2.2. Development of Drugs to Target p53 Mutants (Mutp53)

When the p53 mutant protein is expressed, it plays multiple roles in driving tumorigenesis, including dominant-negative (DN) effects and gain of functions (GOF). Therefore, significant effort has been devoted to developing drugs to restore wtp53-dependent activities to mutp53 and inhibit the DN/GOF effects of mutp53. In principle, the drug that restores the wtp53 activities to mutp53 could simultaneously inhibit the DN/GOF effects of mutp53.

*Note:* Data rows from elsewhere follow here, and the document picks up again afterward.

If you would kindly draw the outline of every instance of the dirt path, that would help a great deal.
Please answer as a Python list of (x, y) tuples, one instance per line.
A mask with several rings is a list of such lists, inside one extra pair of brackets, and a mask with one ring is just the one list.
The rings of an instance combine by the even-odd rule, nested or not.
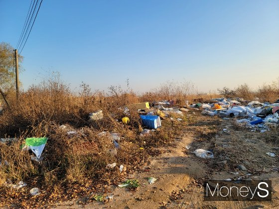
[[(112, 186), (113, 200), (105, 204), (94, 202), (85, 205), (77, 201), (63, 203), (56, 208), (279, 208), (279, 175), (278, 156), (272, 158), (266, 152), (278, 154), (278, 148), (262, 139), (263, 133), (238, 130), (232, 120), (224, 120), (222, 128), (210, 140), (197, 138), (185, 131), (185, 136), (176, 139), (175, 146), (168, 147), (154, 157), (147, 167), (142, 168), (129, 177), (139, 180), (141, 186), (135, 192)], [(197, 128), (202, 133), (208, 124), (201, 121)], [(188, 128), (197, 128), (197, 125)], [(210, 126), (209, 126), (210, 128)], [(225, 129), (226, 130), (225, 130)], [(224, 130), (223, 130), (224, 129)], [(206, 134), (205, 134), (206, 135)], [(203, 139), (202, 138), (201, 139)], [(186, 145), (191, 147), (185, 149)], [(214, 153), (213, 159), (198, 158), (190, 152), (196, 148), (210, 149)], [(236, 167), (243, 164), (247, 171), (238, 171)], [(238, 171), (238, 175), (232, 172)], [(204, 202), (202, 181), (205, 179), (225, 180), (251, 173), (251, 180), (271, 180), (275, 193), (271, 202)], [(147, 178), (157, 179), (148, 184)], [(79, 200), (79, 201), (80, 201)]]

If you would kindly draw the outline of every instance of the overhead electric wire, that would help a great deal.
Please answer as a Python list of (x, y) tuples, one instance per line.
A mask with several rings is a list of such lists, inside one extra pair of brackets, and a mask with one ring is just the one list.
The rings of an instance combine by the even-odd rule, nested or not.
[(35, 16), (35, 18), (34, 19), (34, 21), (33, 21), (33, 23), (32, 24), (32, 26), (31, 26), (31, 29), (29, 31), (29, 33), (28, 34), (28, 36), (27, 36), (27, 38), (25, 40), (25, 42), (24, 42), (24, 44), (23, 44), (23, 46), (22, 47), (22, 48), (21, 48), (21, 50), (20, 50), (20, 52), (19, 52), (19, 54), (20, 54), (20, 53), (21, 53), (21, 51), (22, 51), (22, 49), (23, 49), (23, 48), (24, 47), (24, 46), (25, 45), (25, 43), (27, 41), (27, 40), (28, 39), (28, 37), (29, 37), (29, 35), (30, 34), (30, 32), (31, 32), (31, 30), (32, 30), (32, 28), (33, 27), (33, 25), (34, 24), (34, 23), (35, 22), (35, 20), (36, 20), (36, 17), (37, 17), (37, 14), (38, 14), (38, 12), (39, 12), (39, 10), (40, 10), (40, 7), (41, 7), (41, 4), (42, 3), (42, 1), (43, 1), (43, 0), (41, 0), (41, 2), (40, 2), (40, 5), (39, 5), (39, 8), (38, 8), (38, 10), (37, 10), (37, 13), (36, 13), (36, 16)]
[[(35, 7), (34, 8), (34, 10), (33, 10), (33, 12), (32, 13), (32, 16), (31, 16), (31, 19), (30, 19), (30, 21), (29, 21), (29, 24), (28, 24), (28, 26), (27, 27), (27, 29), (26, 29), (26, 31), (25, 31), (25, 32), (24, 33), (24, 35), (23, 36), (23, 38), (22, 38), (22, 39), (21, 40), (21, 42), (20, 43), (19, 47), (18, 47), (18, 51), (19, 51), (19, 49), (20, 49), (20, 47), (21, 47), (21, 45), (22, 45), (22, 43), (23, 43), (23, 41), (24, 41), (24, 39), (25, 38), (27, 33), (28, 32), (29, 27), (30, 27), (30, 24), (31, 23), (31, 22), (32, 21), (32, 20), (33, 19), (33, 16), (34, 16), (34, 13), (35, 12), (35, 10), (36, 10), (36, 8), (37, 7), (37, 5), (38, 4), (38, 1), (39, 1), (39, 0), (37, 0), (37, 1), (36, 1), (36, 4), (35, 5)], [(35, 2), (35, 1), (34, 1), (34, 2)]]
[[(31, 12), (32, 11), (32, 10), (33, 9), (33, 6), (34, 6), (34, 3), (35, 3), (35, 0), (34, 0), (34, 2), (33, 3), (33, 5), (32, 6), (32, 8), (31, 9), (31, 11), (30, 11), (30, 8), (31, 7), (31, 4), (32, 4), (32, 1), (33, 1), (33, 0), (31, 0), (31, 2), (30, 2), (30, 6), (29, 6), (29, 9), (28, 10), (28, 13), (27, 13), (26, 17), (25, 18), (25, 21), (24, 22), (24, 24), (23, 25), (23, 27), (22, 27), (22, 31), (21, 31), (21, 34), (20, 34), (20, 36), (19, 36), (19, 39), (18, 39), (18, 41), (17, 42), (17, 43), (16, 44), (16, 46), (15, 47), (15, 48), (17, 48), (17, 47), (19, 45), (19, 43), (20, 43), (20, 41), (21, 40), (21, 38), (22, 38), (22, 35), (23, 35), (23, 34), (25, 30), (26, 26), (27, 25), (28, 21), (29, 21), (29, 18), (30, 15), (31, 14)], [(30, 13), (29, 12), (29, 11), (30, 11)], [(28, 16), (28, 14), (29, 14), (29, 16)], [(27, 20), (27, 17), (28, 17), (28, 20)]]

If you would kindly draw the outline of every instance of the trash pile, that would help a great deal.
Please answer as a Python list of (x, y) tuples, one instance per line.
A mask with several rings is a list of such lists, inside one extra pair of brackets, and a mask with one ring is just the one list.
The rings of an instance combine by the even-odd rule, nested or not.
[[(264, 132), (279, 126), (279, 103), (262, 103), (259, 101), (248, 103), (242, 98), (236, 100), (219, 98), (212, 100), (207, 104), (197, 103), (190, 105), (191, 107), (203, 109), (202, 113), (211, 116), (218, 115), (240, 118), (238, 124), (251, 129), (252, 131)], [(248, 103), (248, 104), (247, 104)], [(247, 104), (246, 105), (242, 105)]]

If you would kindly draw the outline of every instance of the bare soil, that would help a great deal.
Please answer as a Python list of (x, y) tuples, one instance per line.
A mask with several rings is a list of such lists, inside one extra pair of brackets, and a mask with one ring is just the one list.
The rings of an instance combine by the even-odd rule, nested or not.
[[(278, 131), (253, 132), (236, 125), (234, 119), (203, 115), (197, 118), (185, 127), (183, 137), (176, 138), (172, 146), (160, 148), (162, 154), (129, 175), (128, 179), (138, 179), (140, 183), (137, 190), (112, 185), (106, 191), (107, 195), (114, 195), (113, 199), (107, 202), (89, 203), (89, 197), (85, 197), (57, 204), (54, 208), (279, 208), (279, 145), (274, 143), (278, 140)], [(186, 146), (190, 146), (189, 149)], [(211, 150), (214, 158), (196, 157), (191, 152), (198, 148)], [(275, 153), (276, 156), (271, 157), (266, 152)], [(247, 170), (239, 170), (239, 165)], [(272, 180), (272, 201), (203, 201), (205, 180), (236, 180), (248, 174), (251, 174), (246, 177), (248, 180)], [(157, 180), (152, 185), (147, 181), (150, 177)]]

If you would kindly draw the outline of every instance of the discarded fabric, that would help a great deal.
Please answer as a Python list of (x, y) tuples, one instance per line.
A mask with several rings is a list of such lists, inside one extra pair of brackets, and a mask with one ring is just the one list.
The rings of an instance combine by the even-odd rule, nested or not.
[(157, 181), (157, 179), (156, 179), (155, 178), (153, 178), (153, 177), (149, 177), (148, 178), (148, 182), (149, 184), (154, 184), (154, 183)]

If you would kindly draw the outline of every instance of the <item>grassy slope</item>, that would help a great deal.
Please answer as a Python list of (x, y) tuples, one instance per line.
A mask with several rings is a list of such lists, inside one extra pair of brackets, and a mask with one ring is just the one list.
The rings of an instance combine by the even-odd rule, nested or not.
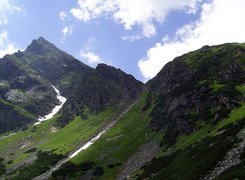
[[(56, 154), (66, 155), (78, 145), (108, 123), (117, 111), (108, 109), (98, 115), (89, 115), (87, 120), (76, 117), (68, 126), (52, 132), (57, 116), (45, 121), (36, 127), (29, 126), (25, 131), (19, 131), (9, 137), (0, 136), (0, 156), (4, 156), (7, 167), (13, 167), (36, 152), (24, 153), (28, 149), (37, 147), (37, 150), (50, 151)], [(26, 144), (25, 147), (23, 145)], [(23, 148), (21, 148), (23, 147)]]
[[(157, 159), (143, 169), (138, 178), (156, 174), (153, 179), (196, 179), (211, 170), (239, 140), (236, 134), (245, 126), (245, 104), (215, 126), (200, 124), (190, 135), (178, 137), (174, 146), (163, 147)], [(226, 129), (226, 131), (222, 131)], [(213, 148), (215, 147), (215, 148)], [(235, 177), (235, 176), (233, 176)]]
[(33, 115), (32, 113), (26, 111), (23, 107), (19, 106), (19, 105), (15, 105), (15, 104), (11, 104), (3, 99), (0, 99), (0, 102), (3, 103), (6, 106), (11, 106), (13, 107), (13, 109), (17, 112), (19, 112), (21, 115), (26, 116), (30, 119), (34, 119), (35, 115)]
[[(115, 126), (101, 136), (86, 151), (74, 157), (71, 162), (81, 164), (93, 161), (103, 167), (105, 174), (101, 179), (113, 179), (119, 172), (120, 165), (132, 155), (139, 146), (151, 140), (156, 134), (149, 129), (149, 112), (143, 112), (144, 98), (125, 115)], [(113, 168), (108, 165), (117, 164)], [(73, 172), (74, 173), (74, 172)], [(77, 177), (78, 178), (78, 177)]]

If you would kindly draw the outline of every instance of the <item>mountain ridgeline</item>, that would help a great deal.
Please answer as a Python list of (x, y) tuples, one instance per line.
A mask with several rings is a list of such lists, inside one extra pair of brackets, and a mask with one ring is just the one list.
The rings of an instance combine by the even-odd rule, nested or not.
[[(0, 133), (16, 131), (0, 135), (0, 177), (243, 179), (244, 71), (245, 44), (204, 46), (143, 84), (33, 40), (0, 59)], [(33, 126), (59, 104), (51, 85), (67, 101)], [(62, 161), (102, 130), (88, 150)]]
[(119, 69), (105, 64), (93, 69), (41, 37), (24, 52), (0, 59), (0, 132), (25, 127), (50, 112), (59, 103), (51, 84), (68, 98), (61, 126), (85, 108), (95, 113), (123, 99), (132, 101), (143, 87)]

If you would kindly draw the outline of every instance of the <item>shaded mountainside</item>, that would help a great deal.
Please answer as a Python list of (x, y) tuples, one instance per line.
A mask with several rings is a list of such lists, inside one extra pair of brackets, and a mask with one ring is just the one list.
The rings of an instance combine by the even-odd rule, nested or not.
[[(217, 123), (244, 102), (244, 44), (204, 46), (175, 58), (147, 83), (156, 100), (151, 127), (167, 129), (167, 141), (196, 130), (195, 123)], [(149, 102), (148, 102), (149, 103)]]
[(130, 104), (139, 97), (143, 84), (111, 66), (99, 64), (82, 78), (73, 80), (67, 91), (71, 96), (62, 110), (59, 123), (65, 125), (75, 116), (86, 118), (88, 113), (98, 113), (106, 107)]
[[(115, 77), (110, 79), (108, 75)], [(5, 109), (18, 105), (32, 114), (30, 118), (15, 110), (17, 116), (1, 109), (0, 132), (23, 127), (38, 116), (48, 114), (58, 104), (50, 84), (57, 86), (68, 99), (59, 121), (61, 125), (67, 124), (85, 108), (98, 112), (106, 105), (119, 103), (122, 98), (130, 101), (142, 89), (142, 83), (121, 70), (106, 65), (93, 69), (41, 37), (33, 40), (25, 51), (0, 59), (0, 98), (12, 103)], [(23, 120), (17, 122), (20, 119)]]
[(245, 177), (244, 44), (184, 54), (145, 85), (105, 64), (91, 68), (44, 38), (0, 65), (2, 132), (57, 103), (50, 83), (67, 98), (50, 120), (0, 135), (0, 178), (49, 171), (50, 179)]

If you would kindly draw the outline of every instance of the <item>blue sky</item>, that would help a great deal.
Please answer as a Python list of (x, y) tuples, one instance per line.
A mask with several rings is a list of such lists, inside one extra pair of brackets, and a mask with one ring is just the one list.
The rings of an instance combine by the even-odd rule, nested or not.
[(0, 57), (43, 36), (141, 81), (203, 45), (245, 41), (245, 0), (0, 0)]

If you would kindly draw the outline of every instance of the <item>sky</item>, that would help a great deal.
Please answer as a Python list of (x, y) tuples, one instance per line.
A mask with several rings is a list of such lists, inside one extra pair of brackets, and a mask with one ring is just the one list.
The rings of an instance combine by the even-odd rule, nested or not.
[(143, 82), (204, 45), (245, 42), (245, 0), (0, 0), (0, 57), (44, 37)]

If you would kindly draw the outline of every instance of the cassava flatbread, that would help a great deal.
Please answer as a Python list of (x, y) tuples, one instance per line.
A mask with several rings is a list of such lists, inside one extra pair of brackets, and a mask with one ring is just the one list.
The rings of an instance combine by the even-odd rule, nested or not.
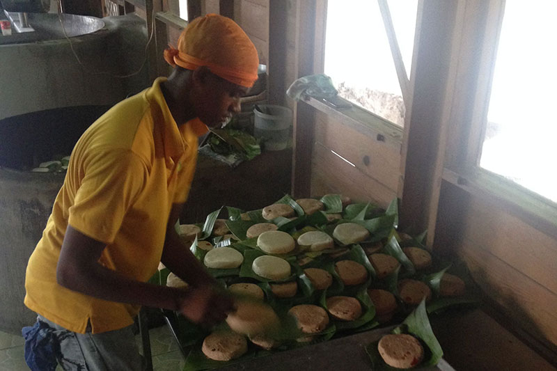
[(306, 232), (298, 237), (298, 244), (304, 248), (309, 248), (310, 251), (320, 251), (326, 248), (333, 248), (333, 238), (320, 230)]
[(368, 279), (366, 267), (354, 260), (340, 260), (335, 264), (335, 270), (340, 281), (347, 286), (360, 285)]
[(285, 203), (274, 203), (263, 207), (262, 212), (263, 218), (267, 220), (273, 220), (278, 216), (290, 218), (294, 216), (294, 209), (290, 205)]
[(201, 346), (203, 354), (214, 361), (230, 361), (248, 351), (246, 338), (231, 331), (218, 331), (209, 335)]
[(327, 299), (327, 310), (334, 318), (354, 321), (361, 316), (361, 304), (352, 297), (331, 297)]
[(296, 242), (286, 232), (268, 230), (257, 237), (257, 246), (269, 254), (285, 254), (294, 250)]
[(295, 306), (288, 310), (294, 316), (299, 329), (304, 333), (318, 333), (329, 324), (329, 315), (320, 306), (312, 304)]
[(320, 268), (306, 268), (304, 273), (309, 278), (315, 290), (325, 290), (333, 284), (333, 276)]
[(296, 200), (296, 203), (304, 209), (304, 212), (307, 215), (311, 215), (315, 212), (322, 210), (324, 207), (323, 203), (313, 198), (299, 198)]
[(396, 258), (387, 254), (371, 254), (368, 258), (370, 258), (370, 262), (375, 269), (375, 274), (379, 279), (384, 278), (400, 265)]
[(201, 232), (201, 228), (194, 224), (180, 224), (178, 235), (186, 242), (191, 242)]
[(333, 237), (345, 245), (365, 241), (369, 236), (369, 231), (356, 223), (338, 224), (333, 231)]
[(272, 223), (258, 223), (248, 228), (246, 231), (246, 236), (248, 238), (253, 238), (259, 236), (263, 232), (276, 230), (277, 229), (278, 229), (278, 227)]
[(423, 347), (418, 339), (405, 333), (383, 336), (377, 350), (385, 363), (396, 368), (413, 368), (423, 358)]
[(244, 261), (242, 253), (231, 247), (219, 247), (207, 251), (203, 262), (207, 268), (229, 269), (237, 268)]
[(233, 283), (228, 286), (228, 290), (230, 292), (234, 292), (240, 295), (246, 295), (258, 300), (263, 300), (265, 299), (263, 290), (255, 283)]
[(265, 255), (256, 258), (251, 265), (253, 272), (264, 278), (281, 281), (290, 276), (290, 265), (278, 256)]

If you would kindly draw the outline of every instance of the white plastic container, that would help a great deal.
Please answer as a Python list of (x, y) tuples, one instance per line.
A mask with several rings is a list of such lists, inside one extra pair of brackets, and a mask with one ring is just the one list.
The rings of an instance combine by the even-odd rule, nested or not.
[(253, 136), (263, 139), (263, 145), (267, 150), (286, 148), (290, 135), (292, 110), (272, 104), (260, 104), (259, 107), (267, 113), (253, 109)]

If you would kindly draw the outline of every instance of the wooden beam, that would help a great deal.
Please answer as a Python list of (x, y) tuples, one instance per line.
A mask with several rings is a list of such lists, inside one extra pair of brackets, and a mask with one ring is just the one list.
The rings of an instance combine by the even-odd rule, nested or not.
[(398, 84), (400, 85), (400, 90), (402, 92), (402, 99), (405, 102), (410, 102), (412, 99), (411, 90), (409, 86), (410, 81), (408, 80), (408, 76), (406, 74), (402, 54), (400, 53), (400, 48), (398, 47), (398, 42), (396, 40), (396, 33), (395, 32), (395, 26), (393, 24), (393, 19), (391, 17), (389, 4), (386, 0), (377, 0), (377, 3), (381, 11), (381, 16), (383, 18), (383, 24), (385, 26), (389, 45), (391, 47), (391, 54), (393, 55), (393, 61), (395, 63)]
[[(315, 0), (298, 1), (296, 19), (296, 78), (313, 73), (315, 38)], [(311, 153), (313, 144), (314, 112), (299, 102), (295, 106), (292, 143), (292, 194), (295, 198), (311, 193)]]
[(269, 2), (269, 61), (267, 71), (269, 103), (284, 104), (285, 66), (286, 65), (287, 6), (283, 0)]

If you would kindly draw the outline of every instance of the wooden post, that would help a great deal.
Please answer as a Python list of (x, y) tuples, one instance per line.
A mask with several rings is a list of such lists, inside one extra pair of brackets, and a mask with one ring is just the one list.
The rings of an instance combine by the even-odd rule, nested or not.
[[(313, 73), (315, 38), (315, 0), (299, 1), (296, 19), (296, 77)], [(292, 194), (308, 197), (311, 189), (313, 109), (299, 102), (295, 106), (292, 132)]]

2.2.1. Development of Drugs to Restore wtp53-Dependent Activities

Most p53 mutations can affect the transcriptional activities of wtp53, inducing the loss of DNA-binding activity directly or indirectly by the disruption of normal tetramerization of wtp53. Treatments with cysteine-binding compounds, Zn2+-chelating compounds, read-through drugs, and aggregation inhibitors are some approaches taken to restore wtp53 conformation, transcriptional activity, and tumor-suppressive activity.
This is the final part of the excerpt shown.